The only expenses sure to decrease for the custodial parent during that . . . time are food and entertainment.  Food costs are estimated to be only 18.8 to 22.5 percent of the total annual expenditures on a child, while entertainment accounts for 9.6 percent.  Therefore, the custodial parent likely decreases expenditures by only 30 percent during . . . visitation. . . .

 

 

Karen A. Getman, Changing Formulas for Changing Families: Shared Custody Must Not Shortchange Children, 10 Spg Fam. Advoc. 47, 49 (1988).  While the specific statistics may vary, it cannot be denied that a custodial parent's expenditures on behalf of the children do not decrease by one hundred percent (100%) while the children are on extended visitation.4  

 

 

[¶40]   We find that the Legislature's selection of the one-half (1/2) figure was not merely a suggestion.  Rather, by selecting the one-half (1/2) amount for abatement, the Legislature signaled its intent to strike a balance between the decreased costs to the custodial parent and the increased costs to the non-custodial parent while extended visitation is occurring.  The statute must be read to give effect to this legislative intent.

 

 

[¶41]   Based on the foregoing, we find that the proper interpretation of Wyo. Stat. Ann. § 20-2-305(a) is that child support shall abate by one-half (1/2) of the daily support obligation unless otherwise ordered by the court in the original support order or a modification of that order.  Under this approach, a district court retains discretion to abate support in an amount greater or lesser than one-half (1/2) of the daily support obligation depending on what is deemed appropriate within proceedings establishing or modifying a support order.  If, however, a support order fails to address abatements, the default statutory provision applies and the abatement amount is one-half (1/2) of the daily support obligation.  This interpretation appears to be the most logical, consistent, and harmonious reading of the statute. 

 

 

[¶42]   Father also argues that effect must be given to the decretal language which declares him to be the custodial parent in the summer months.  He claims that the only way to give effect to this language is to permit abatement of his full support obligation or have Mother pay child support to him during that time.  We find Father's argument unpersuasive.  Mother relocated to Casper prior to entry of the divorce decree.  The district court was aware of Mother's relocation when it determined the custodial arrangements for the children.  Based on the custodial arrangements, the court determined that Father owed support to Mother.  The district court did not deviate from the presumptive support amount even though it was clear Father would incur expenses for travel and other costs associated with the visitation schedule.  If the district court intended to relieve Father of his support obligation for the summer months, it could have provided that relief in the original decree or in the subsequent modification of the support order.  It did not.

             

CONCLUSION

 

 

[¶43]   The district court erred by abating Father's child support obligation in contravention of the allowable time period contained in Wyo. Stat. Ann. § 20-2-305(a).  The district court also erred by granting an abatement greater than one-half (1/2) of the daily support obligation due.  We reverse the district court's order granting the abatement for the year 2005 and remand for entry of an order consistent with this opinion.

           

FOOTNOTES

 

 

1The district court judge who signed the original decree and the 2003 abatement order had retired.

 

 

2Wyo. Stat. Ann. § 20-2-305(c), (d) provides:

(c) The custodial parent shall have the right to object to any claim for abatement made by the noncustodial parent. The custodial parent's right to object shall be limited solely to issues related to the legitimacy or accuracy of the abatement claim. The custodial parent shall file any objection to the abatement claim with the clerk of court within thirty (30) days of the date the clerk mailed the notice of claim for abatement and shall pay to the clerk a fee of ten dollars ($10.00). The custodial parent may approve the abatement claim prior to the expiration of the thirty (30) day time period for objections by filing notice of immediate approval with the clerk of the court, and no filing fee shall be assessed for filing of such notice of immediate approval. The clerk shall mail a copy of the objection or notice of immediate approval to the noncustodial parent at the address provided to the clerk by that parent.
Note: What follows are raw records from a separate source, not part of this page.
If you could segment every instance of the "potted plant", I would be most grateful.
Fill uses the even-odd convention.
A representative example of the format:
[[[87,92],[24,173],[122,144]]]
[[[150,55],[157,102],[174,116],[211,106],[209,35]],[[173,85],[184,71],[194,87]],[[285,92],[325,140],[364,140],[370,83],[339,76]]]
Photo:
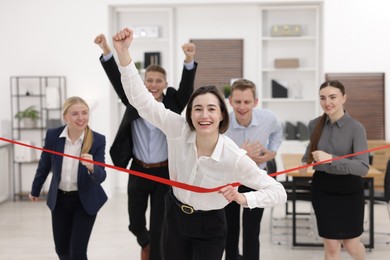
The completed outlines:
[[[17,112],[15,118],[21,120],[24,127],[33,128],[37,126],[39,111],[35,109],[35,106],[29,106],[28,108]]]
[[[231,88],[229,84],[226,84],[223,86],[223,94],[225,95],[225,98],[228,98],[230,96]]]

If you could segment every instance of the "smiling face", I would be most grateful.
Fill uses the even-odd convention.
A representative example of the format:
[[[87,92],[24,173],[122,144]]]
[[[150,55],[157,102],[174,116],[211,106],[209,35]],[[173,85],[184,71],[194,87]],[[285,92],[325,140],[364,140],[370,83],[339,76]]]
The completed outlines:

(d) Claims, objections or responses not timely filed or not accompanied by the requisite fee are barred without further order of the court.

 

 

 

 

3The decree of divorce refers to Father as the custodial parent during the summer months.  For the sake of simplicity, we will refer to Father as the non-custodial parent throughout the opinion recognizing that a conflict exists between the language utilized in the abatement statute and the language contained in the divorce decree.

 

 

4Recognizing that not all costs for the custodial parent disappear during visitation, other courts considering the issue have concluded that abatement of the full amount of child support during times of extended visitation is improper.  For example, in Abbott v. Abbott, 25 P.3d 291, 294 (Okla. 2001), the Oklahoma Supreme Court reversed a district court's order allowing the abatement of 100% of the support order reasoning that "[m]ost expenses borne by the custodial parent for the maintenance of the child remain fixed and constant for that parent even though the child is visiting with the other parent."  Utilizing a similar approach, the court in Flanagan v. Flanagan, 656 So. 2d 1228, 1231 (Ala. 1995), explained: 

   
The custodial parent's obligation to provide for the child cannot conveniently be segmented on a month to month basis. The parent must provide shelter, clothing, toys, furniture and many other items that last beyond a month, and the cost of which must be amortized over a longer period of time than reflected in a monthly child support obligation. In the instance where the visitations are of a short duration and dispersed over a period of time it would impose a penalty on the child to suspend the support payments during visitation . . . . We conclude that [the] husband's child support payment should not be suspended during the children's summer visitation with him.

 

 

(quoting In re Marriage of Burns, 811 P.2d 654, 657 (Ore. Ct. App. 1991) (quotation marks omitted)).  See also Bondi v. Bondi, 586 N.W.2d 145, 147 (Neb. 1998) (explaining that "[t]he fixed obligation of the custodial parent to provide the necessities of life for his children is a continuing one and does not cease during the temporary absences of the children while on visitation").